I have passed the middle of one of the busiest years of my life. I am tired, for sure, but I’m so grateful to be on this journey.
My travels started in March with a trip to Maui, and with work, I started in May with a trip to Philadelphia, followed by a trip in mid-July to Los Angeles, and I just got back from New Jersey and will leave again for Los Angeles again this Sunday.
Fortunately, I am fond of traveling, even for work. I just bought a new suitcase for the half dozen or so trips I have left this year, and the half dozen or so I will have next year.
Daisy already has road wear, but whatever. She is easy to maneuver and she is easy to spot and forces me to pack lighter. I love my work shirts – they help me pack lighter too. They don’t wrinkle either.
I am on the quickest pace I’ve had since I had breast cancer. I’m not kidding – sometimes I wonder where the energy is coming from (right up until the point it absolutely disappears). I am balancing two huge projects at work – which I’ve likened to juggling two burning bowling balls and trying not to get burned – and I’m surviving.
I say “surviving,” and I am. Not always as gracefully as I’d like, because, well, this is me, and I have hit bumps in the road and found myself crying in frustration when I physically and mentally collapse in exhaustion, but I’m still going. Still getting better. Still figuring out what life is supposed to be like after the breast cancer/hysterectomy/RNY gastric bypass clean slate.
I haven’t lost a pound in about 6 months. That’s been about as frustrating as anything. I’m still on the medicine that makes me gain weight, but I didn’t think I’d come to this plateau so soon. I’ve fluctuated the same 5 pounds since March. Up/down. Up/down. I’ve not gained any weight back per se. My measurements are still the same or even less. I feel no pressure to move the scale, but I’m still frustrated. I refuse to go back to being morbidly obese. I refuse to return to what was. Getting the scale to move again is not my focus right now, but if it did, I’d be thrilled.
I have zero chances at establishing any sort of routine between now and next June.

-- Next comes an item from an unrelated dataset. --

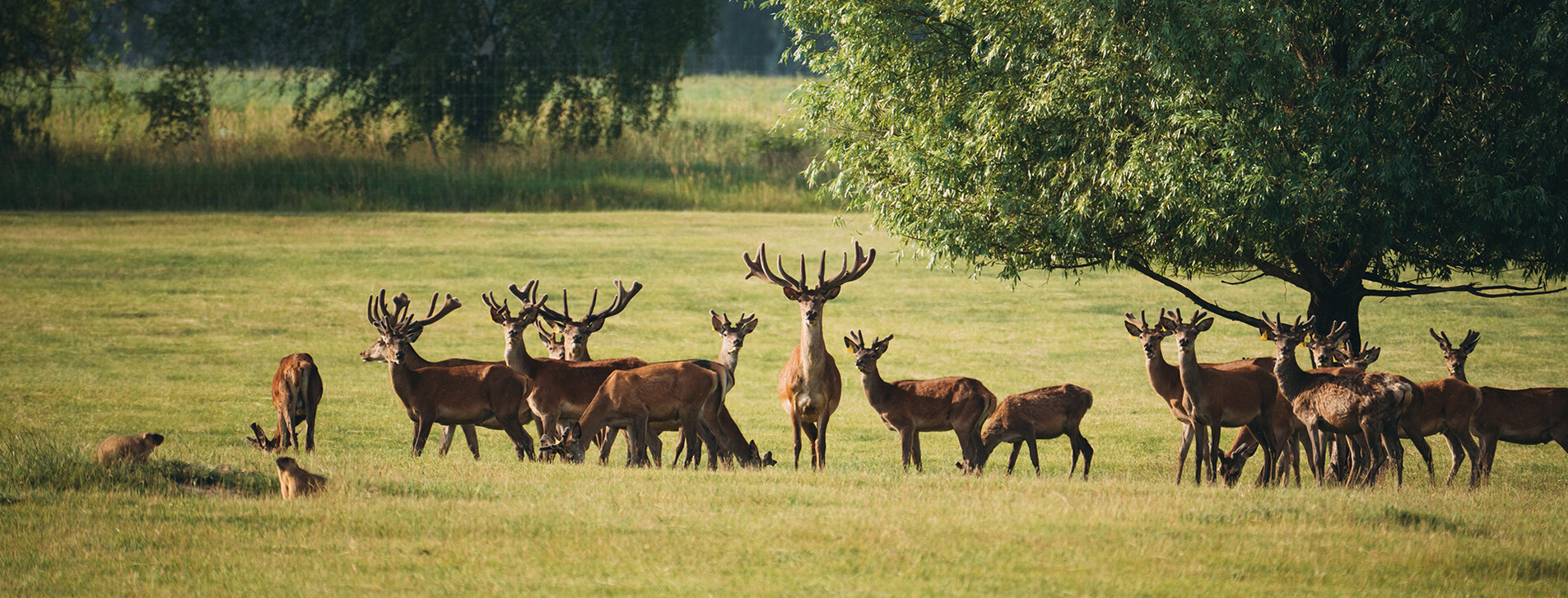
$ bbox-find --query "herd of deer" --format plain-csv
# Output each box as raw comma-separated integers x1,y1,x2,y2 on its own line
231,243,1568,485
1126,304,1568,487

This is where I am challenged to find routine in the spontaneous demands of my job until these projects are finished. I’m trying to see this as an opportunity rather than a hinderance. I know I am capable. I can do this.

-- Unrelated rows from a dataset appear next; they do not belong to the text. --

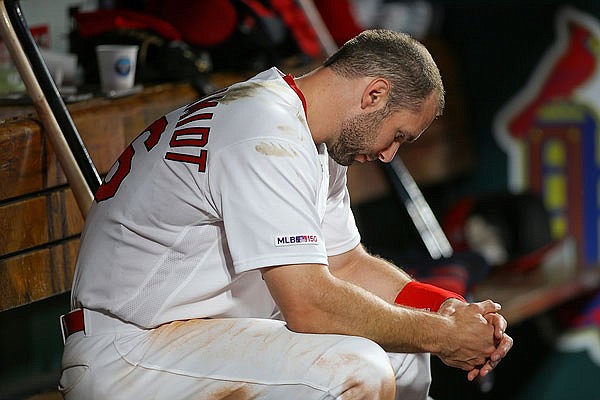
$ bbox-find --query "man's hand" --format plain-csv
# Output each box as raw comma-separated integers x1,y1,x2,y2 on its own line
438,299,513,381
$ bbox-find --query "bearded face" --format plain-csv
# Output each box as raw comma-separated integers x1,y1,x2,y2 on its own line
328,109,388,166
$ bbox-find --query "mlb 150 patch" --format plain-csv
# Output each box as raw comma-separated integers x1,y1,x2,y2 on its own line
275,235,319,247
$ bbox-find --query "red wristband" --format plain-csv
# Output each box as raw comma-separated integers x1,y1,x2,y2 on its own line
395,281,465,312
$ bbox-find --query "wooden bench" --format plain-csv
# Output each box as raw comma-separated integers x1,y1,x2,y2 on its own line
0,84,198,311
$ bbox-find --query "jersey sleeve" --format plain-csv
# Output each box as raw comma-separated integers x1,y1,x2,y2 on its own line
323,159,360,256
208,137,327,273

Finding balance has never been my strong suit, but I’m getting better at it. I hope to have more tales to tell as the time goes on, more tales where I’m not just fighting like a girl, but kicking ass like a woman. What got me through the challenge of breast cancer must mature into something that can sustain me as I keep moving forward.
I fought like a girl and won. Life has gone on. Time to kick ass.